Precious metals rose as dollar retreated after Federal Reserve Chairman Ben Bernanke supported the continuance of bond-purchasing program saying that economy isnt strong enough yet.
The MSCI Asia Pacific Index gained 1.8% to 134.84 at 1:58 p.m. in Tokyo. Standard & Poor’s 500 Index futures added 1% after the gauge rose to within 1 percent of its record yesterday. Gold, silver and copper soared by more than 1.9%. The Dollar Index sank 1.8%.
Bernanke backed sustained stimulus in a speech yesterday, after minutes of the Fed’s June meeting showed officials want to see more signs of job growth before starting to reduce the $85 billion-a-month bond purchases. The BOJ said it would retain its plan for monetary stimulus at the end of its two-day meeting today and the Bank of Korea kept interest rates unchanged.
“It’s a shot in the arm, so to speak,” Natalie Trunow, the Bethesda, Maryland-based chief investment officer of equities for Calvert Investments Inc. said in a phone interview for Bloomberg. “Anything that helps the economy and makes money cheap is an accommodative stance.”

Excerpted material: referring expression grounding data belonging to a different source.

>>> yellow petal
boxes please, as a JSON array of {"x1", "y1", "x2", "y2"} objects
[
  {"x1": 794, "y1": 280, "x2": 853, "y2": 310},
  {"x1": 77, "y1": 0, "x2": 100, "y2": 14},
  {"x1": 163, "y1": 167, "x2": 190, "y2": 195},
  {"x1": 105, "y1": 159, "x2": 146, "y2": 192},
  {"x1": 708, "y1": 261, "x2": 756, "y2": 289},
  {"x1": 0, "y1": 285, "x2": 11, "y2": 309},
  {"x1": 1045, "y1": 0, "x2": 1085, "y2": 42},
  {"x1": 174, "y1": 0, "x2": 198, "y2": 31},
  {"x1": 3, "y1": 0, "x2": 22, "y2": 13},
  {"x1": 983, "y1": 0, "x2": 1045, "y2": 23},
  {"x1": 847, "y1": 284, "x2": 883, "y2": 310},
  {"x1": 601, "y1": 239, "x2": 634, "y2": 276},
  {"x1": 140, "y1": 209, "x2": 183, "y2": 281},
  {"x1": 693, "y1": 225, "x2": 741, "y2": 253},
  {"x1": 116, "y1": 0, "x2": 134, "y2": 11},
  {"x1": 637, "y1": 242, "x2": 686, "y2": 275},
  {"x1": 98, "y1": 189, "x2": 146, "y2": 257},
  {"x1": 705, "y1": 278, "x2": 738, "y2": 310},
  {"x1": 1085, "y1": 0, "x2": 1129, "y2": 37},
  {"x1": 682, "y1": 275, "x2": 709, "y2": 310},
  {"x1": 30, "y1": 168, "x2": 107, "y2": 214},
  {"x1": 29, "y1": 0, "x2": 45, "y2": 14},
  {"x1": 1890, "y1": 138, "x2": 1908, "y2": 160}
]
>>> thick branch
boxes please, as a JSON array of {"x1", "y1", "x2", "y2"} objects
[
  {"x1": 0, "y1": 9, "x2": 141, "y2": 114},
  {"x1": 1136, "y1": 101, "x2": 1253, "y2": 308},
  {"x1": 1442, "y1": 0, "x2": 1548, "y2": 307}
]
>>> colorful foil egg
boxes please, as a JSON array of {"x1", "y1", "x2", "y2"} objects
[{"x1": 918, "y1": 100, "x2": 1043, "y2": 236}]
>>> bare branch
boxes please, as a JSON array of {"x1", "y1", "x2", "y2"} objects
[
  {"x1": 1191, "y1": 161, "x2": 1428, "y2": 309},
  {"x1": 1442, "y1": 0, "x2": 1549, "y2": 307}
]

The most dramatic move was in the U.S. dollar, which decreased 1.5% against the yen overnight and moved even lower Thursday after the Bank of Japan finished its monthly policy meeting. Although the central bank upgraded its assessment of the economy, it reduced its inflation target for the 2013 fiscal year to 0.6% and 2014 target to 1.3%.
S&P 500 index remained close to 0, Dow Jones Industrial average slumped by 0.06% and Nasdaq technology index added 0.47%.